J’ai installé des caméras dans la maison parce que je ne comprenais pas pourquoi ma femme changeait les draps deux fois par semaine. La vérité était tout autre que ce que je pensais…

Il était mars à Riazan, et la ville était envahie par l’odeur de la neige fondue, de l’humidité des murs anciens et une sensation de malaise, comme si la ville elle-même savait ce qui allait arriver. Alexandre Viktorovitch Rodine, ancien capitaine de police, était assis dans son vieux fauteuil près de la fenêtre, observant les couleurs s’effacer du paysage alors que la nuit les engloutissait dans une ombre terne. À soixante-neuf ans, son corps portait les marques des années : blessures, gardes de nuit, embuscades et des kilomètres parcourus à travers les rues de Riazan. Mais ce qui lui faisait le plus mal, ce n’était pas son genou autrefois blessé, mais bien son âme. Et aucune pilule contre l’hypertension ne pouvait apaiser cette douleur.

Alexandre était né en 1957 dans une famille de cheminot. Son enfance s’était déroulée sous le bruit des wagons à la gare de Riazan-2. Son père, qui sentait l’huile, le métal et l’effort, lui avait transmis très tôt une règle simple : il n’y a pas de chaos, tant qu’on sait où chercher l’ordre. Chaque objet a sa place, chaque geste a son motif. En 1975, alors que les autres rêvaient de jeans et de guitares, Alexandre s’était engagé dans l’école de police, croyant fermement en la loi, sans la moindre hésitation.

Mais en 1985, sa vie avait pris un tournant radical. Lors d’une fête dans la ville, au milieu de la musique, des rires et des lumières, il avait rencontré Svetlana. Professeur de russe, avec un recueil de poèmes dans son sac et un regard lumineux, elle lui semblait venir d’une autre réalité, toute de lumière. Lui, déjà un policier dur, avait à peine trouvé les mots pour l’inviter à danser. Un an plus tard, ils se marient. Ensuite, ce furent des décennies ensemble : deux enfants, la pauvreté, les années troublées des années 90, les maladies, son service, sa patience. Svetlana était devenue son refuge, son chez-soi, son ancrage.
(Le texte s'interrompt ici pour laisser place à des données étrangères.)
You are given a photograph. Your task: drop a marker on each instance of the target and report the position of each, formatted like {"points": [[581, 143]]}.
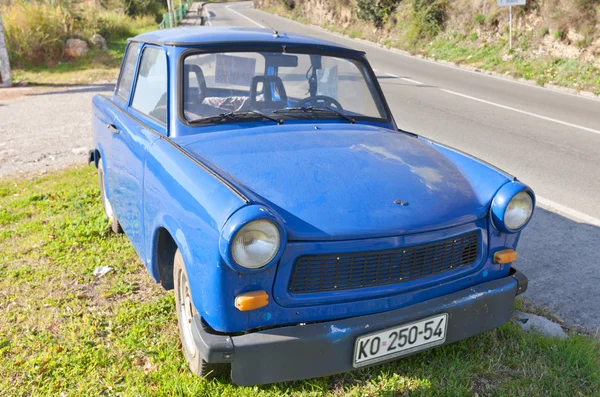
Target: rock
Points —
{"points": [[99, 42], [101, 271], [75, 48], [532, 323], [79, 150]]}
C’est pourquoi il était particulièrement effrayé de constater que quelque chose avait changé dans cette maison.

Le premier signe qui avait titillé l’attention d’Alexandre avait été l’odeur. Après tant d’années de service, son odorat avait appris à détecter les petites choses que les autres ne remarquent pas. De plus en plus fréquemment, une odeur étrange envahissait l’appartement — un parfum lourd, masculin et coûteux : du tabac, du bois, du santal. Rien à voir avec ce qu’il utilisait lui-même. Svetlana avait toujours une explication : un collègue parfumé à l’école, un homme dans le bus, ou un foulard qui avait capté les odeurs de l’extérieur.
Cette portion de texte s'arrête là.